The art of paper review

I do not claim to be an expert at reviewing academic papers, but I have done my share of work. Here is my recipe:

  • Reproducibility, (self-)plagiarism and presentation are easy to evaluate and I usually spend quite a bit of time on these issues. Science should be reproducible. (Panos Ipeirotis seems to agree with me.) Plagiarism can be surprisingly hard to detect, but it is also amazingly frequent, so I usually search for a few word cooccurrences in Google. Presentation is, on average, quite poor. Figures are often ugly. Poor English is frequent.
  • The relevance and strength of the paper is something I usually have an opinion about. Alas, it is easy to be wrong about the importance of a paper, so I usually do not have much to say unless I have directly worked on the same problems for a couple of years.
  • Correctness is hard to check especially if I am not a domain expert. I usually pick up on secondary details. Are the results credible? Do the authors mention some special cases that should have arisen in their analysis or experiments? I must unfortunately admit that I usually cannot be sure that the papers I have reviewed are correct. At best, I can voice an opinion about their credibility.

One thought on “The art of paper review”

  1. Peer review is great, but it can be a rather inefficient evaluation mechanism:

    – Should good reviewers receive more weight than bad reviewers?
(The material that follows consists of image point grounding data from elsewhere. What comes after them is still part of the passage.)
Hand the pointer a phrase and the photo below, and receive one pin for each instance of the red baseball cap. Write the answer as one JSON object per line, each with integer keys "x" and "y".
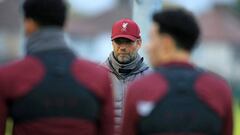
{"x": 125, "y": 28}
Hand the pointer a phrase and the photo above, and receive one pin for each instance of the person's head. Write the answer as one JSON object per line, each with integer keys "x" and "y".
{"x": 126, "y": 40}
{"x": 43, "y": 13}
{"x": 173, "y": 35}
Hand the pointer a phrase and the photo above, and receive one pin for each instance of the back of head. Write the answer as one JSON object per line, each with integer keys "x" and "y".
{"x": 46, "y": 12}
{"x": 180, "y": 24}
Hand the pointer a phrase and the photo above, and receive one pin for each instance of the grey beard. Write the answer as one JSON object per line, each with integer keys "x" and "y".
{"x": 132, "y": 58}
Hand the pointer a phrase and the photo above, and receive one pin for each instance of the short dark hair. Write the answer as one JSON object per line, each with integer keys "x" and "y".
{"x": 46, "y": 12}
{"x": 180, "y": 24}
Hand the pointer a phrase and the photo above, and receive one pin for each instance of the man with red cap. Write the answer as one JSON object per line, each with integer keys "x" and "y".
{"x": 124, "y": 62}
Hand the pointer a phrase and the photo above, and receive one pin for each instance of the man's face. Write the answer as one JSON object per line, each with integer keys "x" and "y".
{"x": 125, "y": 50}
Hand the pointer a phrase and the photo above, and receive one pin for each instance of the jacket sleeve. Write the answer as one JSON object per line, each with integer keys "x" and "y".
{"x": 3, "y": 106}
{"x": 107, "y": 114}
{"x": 228, "y": 119}
{"x": 130, "y": 114}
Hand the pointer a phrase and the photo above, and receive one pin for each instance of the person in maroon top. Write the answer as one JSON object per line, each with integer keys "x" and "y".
{"x": 177, "y": 98}
{"x": 50, "y": 91}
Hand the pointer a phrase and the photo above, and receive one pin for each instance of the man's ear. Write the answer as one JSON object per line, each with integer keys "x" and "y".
{"x": 169, "y": 44}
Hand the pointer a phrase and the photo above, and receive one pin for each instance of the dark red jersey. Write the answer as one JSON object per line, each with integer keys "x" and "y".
{"x": 52, "y": 92}
{"x": 178, "y": 99}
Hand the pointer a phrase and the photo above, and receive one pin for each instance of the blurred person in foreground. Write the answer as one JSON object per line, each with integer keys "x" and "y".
{"x": 124, "y": 62}
{"x": 51, "y": 91}
{"x": 178, "y": 98}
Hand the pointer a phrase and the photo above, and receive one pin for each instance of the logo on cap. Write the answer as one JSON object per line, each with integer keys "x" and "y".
{"x": 124, "y": 27}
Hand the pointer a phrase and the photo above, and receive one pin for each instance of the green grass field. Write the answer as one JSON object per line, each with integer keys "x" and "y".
{"x": 236, "y": 122}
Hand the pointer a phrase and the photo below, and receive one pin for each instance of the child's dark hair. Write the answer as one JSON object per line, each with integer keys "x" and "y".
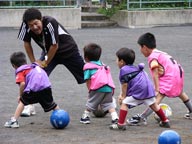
{"x": 127, "y": 55}
{"x": 31, "y": 14}
{"x": 147, "y": 39}
{"x": 92, "y": 52}
{"x": 18, "y": 59}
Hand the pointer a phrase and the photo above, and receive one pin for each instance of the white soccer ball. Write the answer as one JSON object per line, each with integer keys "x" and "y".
{"x": 166, "y": 109}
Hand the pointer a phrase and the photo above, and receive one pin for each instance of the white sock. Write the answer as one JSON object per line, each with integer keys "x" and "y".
{"x": 13, "y": 119}
{"x": 114, "y": 116}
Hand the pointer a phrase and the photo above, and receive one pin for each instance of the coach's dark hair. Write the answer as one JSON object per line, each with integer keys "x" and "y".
{"x": 147, "y": 39}
{"x": 31, "y": 14}
{"x": 92, "y": 52}
{"x": 127, "y": 55}
{"x": 18, "y": 59}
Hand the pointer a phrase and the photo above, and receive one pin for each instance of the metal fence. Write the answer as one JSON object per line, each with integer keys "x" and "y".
{"x": 129, "y": 4}
{"x": 36, "y": 3}
{"x": 158, "y": 4}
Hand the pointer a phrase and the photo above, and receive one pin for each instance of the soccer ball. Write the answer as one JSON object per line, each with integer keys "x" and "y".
{"x": 166, "y": 109}
{"x": 169, "y": 137}
{"x": 59, "y": 119}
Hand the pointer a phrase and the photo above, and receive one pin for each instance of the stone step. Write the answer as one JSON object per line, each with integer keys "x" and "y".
{"x": 98, "y": 24}
{"x": 92, "y": 16}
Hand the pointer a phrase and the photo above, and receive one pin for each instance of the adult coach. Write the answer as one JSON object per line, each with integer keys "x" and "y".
{"x": 58, "y": 46}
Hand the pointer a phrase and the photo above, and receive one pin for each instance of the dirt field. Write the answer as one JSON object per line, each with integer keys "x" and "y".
{"x": 177, "y": 41}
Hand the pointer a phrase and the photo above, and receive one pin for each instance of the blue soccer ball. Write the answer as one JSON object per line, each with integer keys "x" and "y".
{"x": 169, "y": 137}
{"x": 59, "y": 119}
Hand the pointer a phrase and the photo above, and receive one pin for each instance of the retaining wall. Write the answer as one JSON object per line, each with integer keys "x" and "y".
{"x": 134, "y": 19}
{"x": 70, "y": 18}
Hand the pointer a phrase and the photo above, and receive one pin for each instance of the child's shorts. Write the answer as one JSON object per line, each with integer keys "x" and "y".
{"x": 104, "y": 99}
{"x": 132, "y": 102}
{"x": 44, "y": 97}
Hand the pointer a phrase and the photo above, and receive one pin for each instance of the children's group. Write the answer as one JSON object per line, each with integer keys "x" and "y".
{"x": 59, "y": 48}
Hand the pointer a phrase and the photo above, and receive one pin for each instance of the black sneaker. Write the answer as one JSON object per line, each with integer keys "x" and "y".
{"x": 188, "y": 116}
{"x": 85, "y": 119}
{"x": 117, "y": 127}
{"x": 164, "y": 124}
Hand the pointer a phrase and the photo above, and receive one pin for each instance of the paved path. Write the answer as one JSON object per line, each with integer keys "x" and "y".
{"x": 72, "y": 97}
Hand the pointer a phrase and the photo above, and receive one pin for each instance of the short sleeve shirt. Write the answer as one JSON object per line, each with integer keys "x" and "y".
{"x": 88, "y": 73}
{"x": 20, "y": 77}
{"x": 53, "y": 33}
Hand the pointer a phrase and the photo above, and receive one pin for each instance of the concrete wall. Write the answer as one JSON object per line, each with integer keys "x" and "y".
{"x": 134, "y": 19}
{"x": 70, "y": 18}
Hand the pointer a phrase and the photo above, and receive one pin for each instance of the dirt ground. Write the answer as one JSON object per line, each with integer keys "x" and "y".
{"x": 70, "y": 96}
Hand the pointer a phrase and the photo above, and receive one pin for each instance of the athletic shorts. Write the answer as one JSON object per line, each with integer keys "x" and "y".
{"x": 74, "y": 64}
{"x": 104, "y": 99}
{"x": 132, "y": 102}
{"x": 43, "y": 97}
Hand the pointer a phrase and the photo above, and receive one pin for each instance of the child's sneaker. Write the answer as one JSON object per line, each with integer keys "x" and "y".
{"x": 137, "y": 120}
{"x": 28, "y": 111}
{"x": 12, "y": 124}
{"x": 188, "y": 116}
{"x": 117, "y": 127}
{"x": 114, "y": 121}
{"x": 164, "y": 124}
{"x": 85, "y": 119}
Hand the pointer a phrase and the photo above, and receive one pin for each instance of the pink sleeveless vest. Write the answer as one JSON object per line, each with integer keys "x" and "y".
{"x": 171, "y": 82}
{"x": 101, "y": 78}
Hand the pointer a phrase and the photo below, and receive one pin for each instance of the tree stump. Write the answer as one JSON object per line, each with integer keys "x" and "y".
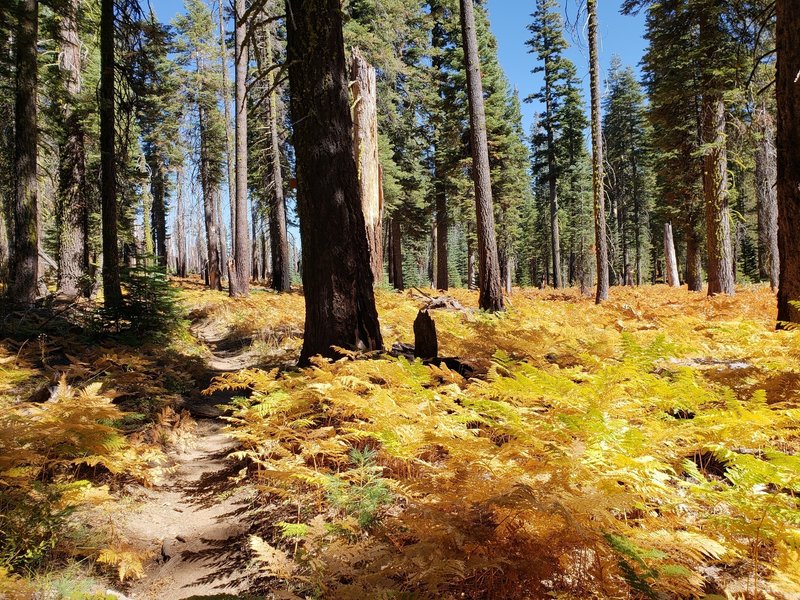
{"x": 426, "y": 346}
We can operationally define good based on how well a reviewer approximates the mean behavior across reviews.

    – Shouldn’t authors–particularly, established ones–be allowed / expected to put their credibility on the line when they publish? Again, that could take some of the onus off of reviewers, since authors will have an incentive to filter their own work more harshly as their reputation increases.

    I suppose the current system works, but it does seem wasteful.

    p.s. this issue has also come up on Panos’s blog.